Parecería que el dilema es conceptual, pero frente al dolor y al sufrimiento lo determinante no son las disquisiciones teóricas sino su alivio. Muchos supuestos defensores a ultranza de la ciencia están en total desacuerdo en usar otros instrumentos que no sean los proporcionados por la ciencia; ciencia, por cierto, con la que también se han logrado algunos de los desastres más grandes de la humanidad (las bombas de Hiroshima y Nagasaki, por ejemplo). Los avances científicos no están exentos de riesgo, y eso lo vemos en los efectos secundarios de la mayoría de medicamentos químicos, habiéndose convertido en una de las principales causas de morbomortalidad a nivel mundial.

Los políticos –incluyendo también los que ejercen cargos en estamentos médicos y académicos-, que deberían estar al servicio de las necesidades sociales, deben estar abiertos a las demandas que los ciudadanos expresan, entre ellas en materia de sanidad. Las sociedades actuales son sociedades plurales, donde conviven creencias múltiples. En este contexto, la libertad de elección terapéutica se convierte en un imperativo moral de primer orden. No puede ser el estado ni el gobierno quien decide cómo nacer, cómo vivir, cómo tratarse, cómo morir. Existen diferentes alternativas y cada ciudadano elige según sus referencias. Aquí la cuestión no es quién tiene la verdad, sino quién ejerce la justicia, quién permite que esa justicia sea igual para todos los ciudadanos, quién la respeta a pesar de sus convicciones quizás incluso opuestas.

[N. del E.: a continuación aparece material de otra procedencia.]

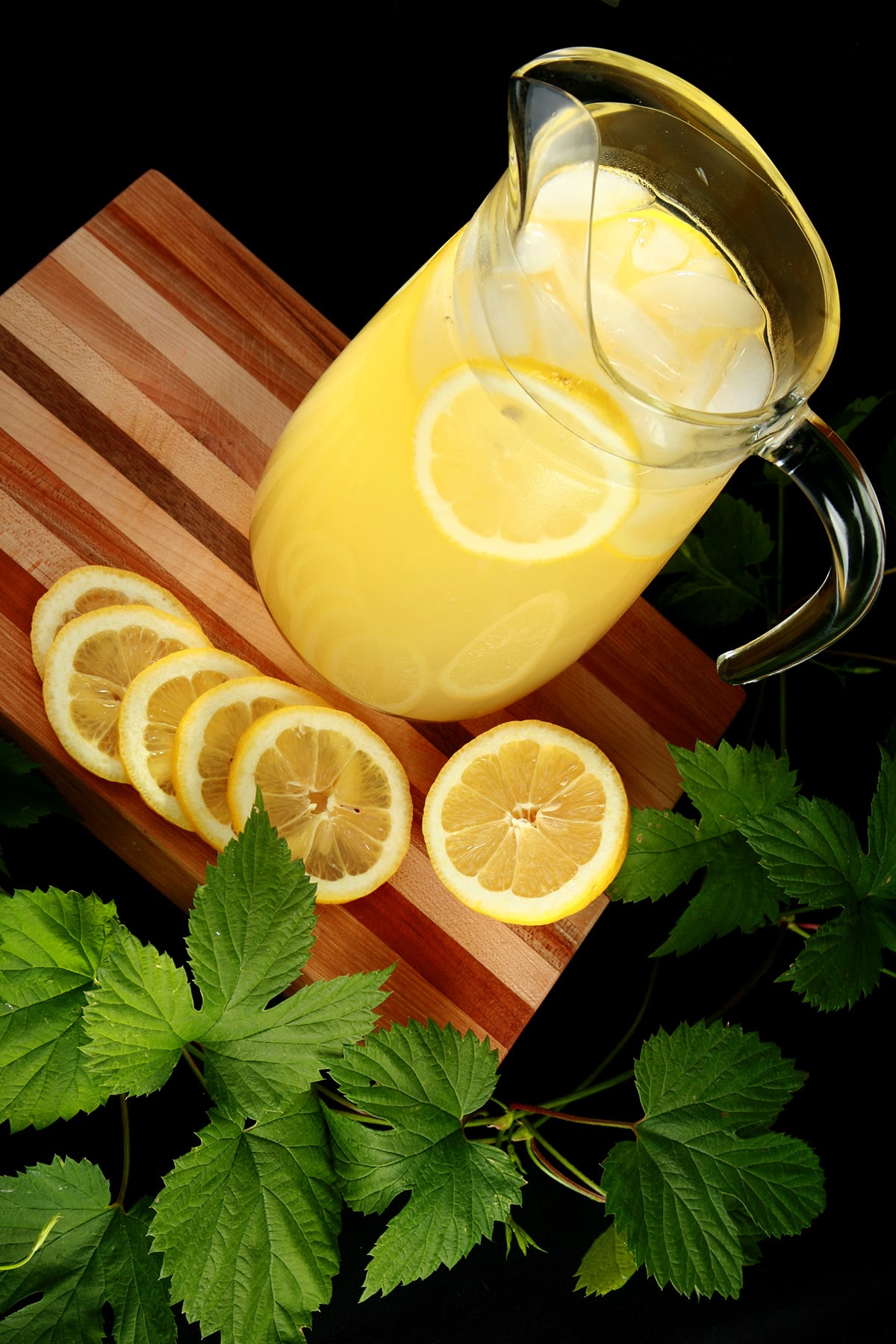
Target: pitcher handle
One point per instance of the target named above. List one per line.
(842, 497)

La verdad es inaccesible, en toda su amplitud, a la percepción del ser humano. Para acercarse a ella, el hombre dispone de los sentidos de la percepción, que le permiten observar, y del raciocinio, que le permite deducir y sacar conclusiones. A partir de esas mismas facultades, algunos han desarrollado percepciones y han llegado a conclusiones desde diferentes perspectivas. Les llamemos magia, ciencia o arte, lo importante es que sean útiles para mejorar la vida en el planeta.

Toda persona que se crea en posesión de la verdad, al igual que todo gobierno o todo estamento de poder, es un peligro para el resto de la sociedad, si pretende imponer su criterio por encima del de los demás. La democracia impone el respeto y la tolerancia hacia lo diferente, el respeto por todas las opciones, si no atentan a la vida, y si no son peligrosas para el resto.

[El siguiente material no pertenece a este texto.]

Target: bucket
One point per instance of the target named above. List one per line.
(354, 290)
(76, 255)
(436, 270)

En medicina, como en cualquier otra disciplina, hay perspectivas diferentes, más amplias o más reducidas, todas ellas con un mismo objetivo: mejorar la salud de la población. Y cualquier autoridad, cualquier gobierno, debe velar por el cumplimiento de ese objetivo, por encima de intereses particulares, económicos o de otra índole; intereses que siempre existirán, y a los que habrá que poner límites, para que prevalezca el bien común.

La medicina no sólo es ciencia, también es arte; y ese aspecto artístico le confiere unos rasgos de imponderabilidad por encima de lo mensurable, que le permite adaptarse e interpretar más adecuadamente la realidad del sufrimiento humano.